(12/23/2014, 11:31 PM)tommy1729 Wrote: ....function \( g(x) \) for which every real iterate \( g^{[t]}(x) \) " works " is found , though it might not be as nontrivial as mick hoped. ( not saying a nontrivial case cannot exist ).
...
\( f_x(t) = x - 2^t / x \)
\( f_x(f_x^{[-1]}(t) + 1) \)
=> \( x - 2^T / x \) with \( T = f_x^{[-1]}(t) + 1 \)
=> \( x - 2/x * 2^{f_x^{-1} (t)} \)
=> \( x - 2/x * Solve(q,x - q/x = t) \)
Solve .. => \( q = x(x-t) \)
Thus :
\( x - 2/x *x(x-t) = x - 2(x-t) = x - 2x + t = -x + t \)
....
Hey Tommy,
Not sure I understood all of that ... But it inspired me to consider the following sequence of functions
\( f(x)=x-\frac{1}{2x}\;\;\; g(x)=f^{o2}(x) \)

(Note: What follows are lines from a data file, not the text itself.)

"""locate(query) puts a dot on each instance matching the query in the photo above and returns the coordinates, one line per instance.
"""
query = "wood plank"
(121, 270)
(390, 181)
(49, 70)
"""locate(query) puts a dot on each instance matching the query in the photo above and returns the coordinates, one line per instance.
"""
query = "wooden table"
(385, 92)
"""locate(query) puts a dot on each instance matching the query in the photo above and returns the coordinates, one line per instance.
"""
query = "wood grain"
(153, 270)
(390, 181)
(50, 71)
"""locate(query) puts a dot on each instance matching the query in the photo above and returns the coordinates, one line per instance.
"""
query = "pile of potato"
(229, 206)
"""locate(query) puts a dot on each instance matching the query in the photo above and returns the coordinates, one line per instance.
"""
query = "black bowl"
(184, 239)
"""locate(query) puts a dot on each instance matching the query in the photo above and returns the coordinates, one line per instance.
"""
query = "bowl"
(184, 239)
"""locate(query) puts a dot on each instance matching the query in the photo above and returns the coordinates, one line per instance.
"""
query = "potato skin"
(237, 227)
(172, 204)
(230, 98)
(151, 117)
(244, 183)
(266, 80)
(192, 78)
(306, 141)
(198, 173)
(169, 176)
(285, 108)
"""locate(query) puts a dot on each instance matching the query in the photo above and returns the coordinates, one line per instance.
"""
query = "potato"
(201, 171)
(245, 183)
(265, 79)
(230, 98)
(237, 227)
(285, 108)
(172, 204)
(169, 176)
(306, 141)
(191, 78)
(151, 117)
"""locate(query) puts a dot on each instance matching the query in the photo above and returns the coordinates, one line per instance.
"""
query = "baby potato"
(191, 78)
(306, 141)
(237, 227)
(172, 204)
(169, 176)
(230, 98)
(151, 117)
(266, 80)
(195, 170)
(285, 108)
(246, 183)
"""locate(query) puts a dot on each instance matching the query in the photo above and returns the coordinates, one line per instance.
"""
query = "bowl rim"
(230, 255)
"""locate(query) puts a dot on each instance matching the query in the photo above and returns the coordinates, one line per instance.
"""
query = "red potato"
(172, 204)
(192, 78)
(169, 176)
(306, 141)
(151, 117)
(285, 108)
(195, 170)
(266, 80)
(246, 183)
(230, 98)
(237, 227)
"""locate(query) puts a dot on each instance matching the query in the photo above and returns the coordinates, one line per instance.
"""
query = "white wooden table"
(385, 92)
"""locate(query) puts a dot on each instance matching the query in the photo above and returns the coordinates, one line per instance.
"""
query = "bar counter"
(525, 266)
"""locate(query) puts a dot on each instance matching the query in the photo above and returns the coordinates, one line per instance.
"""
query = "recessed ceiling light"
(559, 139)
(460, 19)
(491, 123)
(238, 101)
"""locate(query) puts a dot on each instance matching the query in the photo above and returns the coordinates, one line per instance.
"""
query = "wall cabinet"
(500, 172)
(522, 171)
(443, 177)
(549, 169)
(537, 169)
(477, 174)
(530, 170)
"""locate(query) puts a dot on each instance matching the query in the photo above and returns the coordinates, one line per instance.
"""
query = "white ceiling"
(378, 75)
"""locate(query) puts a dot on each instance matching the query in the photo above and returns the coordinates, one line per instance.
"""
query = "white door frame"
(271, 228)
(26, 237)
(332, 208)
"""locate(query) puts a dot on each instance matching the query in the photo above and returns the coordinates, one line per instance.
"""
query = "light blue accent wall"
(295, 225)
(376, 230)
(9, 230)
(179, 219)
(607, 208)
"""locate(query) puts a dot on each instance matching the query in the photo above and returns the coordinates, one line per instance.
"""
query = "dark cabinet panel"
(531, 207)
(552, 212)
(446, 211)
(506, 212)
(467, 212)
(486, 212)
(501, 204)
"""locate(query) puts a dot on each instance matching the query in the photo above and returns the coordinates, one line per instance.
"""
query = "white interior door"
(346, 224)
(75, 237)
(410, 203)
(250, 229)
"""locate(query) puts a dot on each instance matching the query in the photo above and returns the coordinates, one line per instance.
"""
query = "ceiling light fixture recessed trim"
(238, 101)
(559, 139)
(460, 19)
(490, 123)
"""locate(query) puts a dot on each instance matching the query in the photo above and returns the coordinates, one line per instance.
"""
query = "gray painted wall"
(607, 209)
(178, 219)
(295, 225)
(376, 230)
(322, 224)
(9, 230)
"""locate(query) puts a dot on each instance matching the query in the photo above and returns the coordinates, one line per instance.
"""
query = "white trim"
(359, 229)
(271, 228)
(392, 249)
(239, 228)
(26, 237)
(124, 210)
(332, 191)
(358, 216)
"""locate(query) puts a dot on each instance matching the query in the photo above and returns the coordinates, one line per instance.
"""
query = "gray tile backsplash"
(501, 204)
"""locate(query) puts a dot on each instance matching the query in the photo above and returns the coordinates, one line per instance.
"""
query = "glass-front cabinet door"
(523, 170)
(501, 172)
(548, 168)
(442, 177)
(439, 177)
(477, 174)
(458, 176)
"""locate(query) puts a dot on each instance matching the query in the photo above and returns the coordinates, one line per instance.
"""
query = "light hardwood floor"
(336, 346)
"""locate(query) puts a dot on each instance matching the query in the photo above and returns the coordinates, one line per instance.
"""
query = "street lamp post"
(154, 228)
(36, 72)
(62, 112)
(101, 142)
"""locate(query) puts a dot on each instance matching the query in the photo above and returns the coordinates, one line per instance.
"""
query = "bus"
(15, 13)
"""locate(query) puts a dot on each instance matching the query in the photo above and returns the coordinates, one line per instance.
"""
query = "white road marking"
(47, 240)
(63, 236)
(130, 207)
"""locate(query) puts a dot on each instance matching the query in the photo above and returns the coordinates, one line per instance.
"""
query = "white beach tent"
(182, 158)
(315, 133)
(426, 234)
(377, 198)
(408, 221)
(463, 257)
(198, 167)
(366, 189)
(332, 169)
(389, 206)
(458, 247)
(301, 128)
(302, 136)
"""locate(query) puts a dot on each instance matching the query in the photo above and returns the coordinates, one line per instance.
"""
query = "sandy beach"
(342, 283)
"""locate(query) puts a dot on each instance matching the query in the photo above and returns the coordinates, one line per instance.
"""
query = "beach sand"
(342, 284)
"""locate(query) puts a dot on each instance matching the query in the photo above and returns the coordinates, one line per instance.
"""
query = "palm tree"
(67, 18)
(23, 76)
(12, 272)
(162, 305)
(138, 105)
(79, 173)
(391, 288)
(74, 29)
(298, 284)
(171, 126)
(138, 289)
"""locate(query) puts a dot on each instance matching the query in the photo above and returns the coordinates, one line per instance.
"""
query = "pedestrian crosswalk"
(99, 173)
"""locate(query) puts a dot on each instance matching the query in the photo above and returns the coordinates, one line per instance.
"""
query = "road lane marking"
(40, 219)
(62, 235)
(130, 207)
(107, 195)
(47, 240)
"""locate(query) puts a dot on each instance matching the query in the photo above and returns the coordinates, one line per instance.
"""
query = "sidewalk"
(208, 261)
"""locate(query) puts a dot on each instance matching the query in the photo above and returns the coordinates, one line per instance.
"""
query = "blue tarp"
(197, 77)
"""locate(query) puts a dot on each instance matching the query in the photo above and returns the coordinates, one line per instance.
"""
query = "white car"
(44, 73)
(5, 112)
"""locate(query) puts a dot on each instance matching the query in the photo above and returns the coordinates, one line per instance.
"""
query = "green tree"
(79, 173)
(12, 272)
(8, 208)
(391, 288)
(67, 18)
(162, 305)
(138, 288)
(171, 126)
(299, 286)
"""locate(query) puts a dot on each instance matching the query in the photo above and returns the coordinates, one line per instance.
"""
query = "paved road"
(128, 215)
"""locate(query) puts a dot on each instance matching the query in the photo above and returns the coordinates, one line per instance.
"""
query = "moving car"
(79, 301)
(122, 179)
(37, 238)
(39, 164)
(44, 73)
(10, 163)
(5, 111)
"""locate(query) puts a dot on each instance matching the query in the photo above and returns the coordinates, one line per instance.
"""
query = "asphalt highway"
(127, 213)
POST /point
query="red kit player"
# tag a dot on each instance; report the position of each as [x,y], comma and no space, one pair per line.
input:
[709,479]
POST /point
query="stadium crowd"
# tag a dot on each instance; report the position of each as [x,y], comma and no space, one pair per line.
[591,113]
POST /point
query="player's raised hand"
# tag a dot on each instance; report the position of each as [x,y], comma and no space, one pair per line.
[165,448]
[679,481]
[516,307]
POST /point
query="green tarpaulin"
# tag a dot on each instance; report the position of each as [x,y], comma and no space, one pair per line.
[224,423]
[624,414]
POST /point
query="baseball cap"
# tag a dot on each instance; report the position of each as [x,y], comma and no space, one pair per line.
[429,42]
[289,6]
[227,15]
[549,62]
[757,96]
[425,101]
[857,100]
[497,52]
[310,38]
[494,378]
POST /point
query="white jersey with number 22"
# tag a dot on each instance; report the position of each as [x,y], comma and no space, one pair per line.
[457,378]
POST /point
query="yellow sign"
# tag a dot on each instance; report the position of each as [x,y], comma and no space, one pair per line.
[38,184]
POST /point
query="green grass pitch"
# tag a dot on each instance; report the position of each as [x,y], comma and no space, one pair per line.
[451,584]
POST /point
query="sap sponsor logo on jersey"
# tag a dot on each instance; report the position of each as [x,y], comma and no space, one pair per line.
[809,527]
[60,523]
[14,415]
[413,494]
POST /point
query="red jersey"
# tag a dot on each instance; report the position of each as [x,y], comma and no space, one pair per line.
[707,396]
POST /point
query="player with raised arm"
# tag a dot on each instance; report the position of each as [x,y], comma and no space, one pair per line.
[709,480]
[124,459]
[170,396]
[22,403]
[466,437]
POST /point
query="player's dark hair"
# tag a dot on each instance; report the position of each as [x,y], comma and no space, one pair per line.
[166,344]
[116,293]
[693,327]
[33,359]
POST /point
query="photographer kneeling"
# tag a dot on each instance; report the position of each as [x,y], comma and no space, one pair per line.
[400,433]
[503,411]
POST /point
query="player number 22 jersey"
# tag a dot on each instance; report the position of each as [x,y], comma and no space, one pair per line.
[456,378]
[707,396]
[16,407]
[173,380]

\( f(x)=x-\frac{1}{4x}\;\;\; g(x)=f^{o4}(x)\;\;\; \)
\( f(x)=x-\frac{1}{8x}\;\;\; g(x)=f^{o8}(x)\;\;\; \)
\( f(x)=x-\frac{1}{16x}\;\;\; g(x)=f^{o16}(x)\;\;\; \)
...
\( \lim_{n \to \infty} f(x)=x-\frac{1}{2^nx}\;\;\; g(x)=f^{o2^n}(x) \)
Does g(x) converge, and is it a solution of interest to Mick? If g(x) converges, and it is analytic, then it has a Taylor/Laurent series....
Update:, by brute force, using a lot of computer cycles to estimate the limit, and then turn the coefficents it back into a fraction with power's of 2's... I get the following Laurent series, as the function that Mick might be looking for.
\( g(x)= x -
\frac{1}{x} -
\frac{1}{2x^{3}} -
\frac{1}{2x^{5}} -
\frac{5}{8x^{7}} -
\frac{7}{8x^{9}} -
\frac{21}{16x^{11}} -
\frac{33}{16x^{13}} -
\frac{429}{128x^{15}} -
\frac{715}{128x^{17}} -
\frac{2431}{256x^{19}} -
\frac{4199}{256x^{21}} -
\frac{29393}{1024x^{23}} -
\frac{52003}{1024x^{25}} -
\frac{185725}{2048x^{27}} -
\frac{334305}{2048x^{29}} - ... \)
It would probably be normally expressed as \( f(x)=\frac{1}{g(1/x) \)
\( f(x) = x + x^3 +
\frac{3 x^5 }{2 } +
\frac{5 x^7 }{2 } +
\frac{35 x^9 }{8 } +
\frac{63 x^{11} }{8 } +
\frac{231 x^{13} }{16 } +
\frac{429 x^{15} }{16 } +
\frac{6435 x^{17} }{128 } +
\frac{12155 x^{19} }{128 } +
\frac{46189 x^{21} }{256 } +
\frac{88179 x^{23} }{256 } +
\frac{676039 x^{25} }{1024 } +
\frac{1300075 x^{27} }{1024 } + ... \)
update2:
This would be compactly expressed via the Abel function as:
\( \alpha(z)=\frac{-1}{2z^2}\;\;\;\alpha(f(z))=\alpha(z)+1\;\;\;\alpha^{-1}(z)=-\sqrt{\frac{-1}{2z}} \)
And then we get:
\( f(z)=\alpha^{-1}(\alpha(z)+1) \;=\; \frac{z}{\sqrt{1-2z^2} \)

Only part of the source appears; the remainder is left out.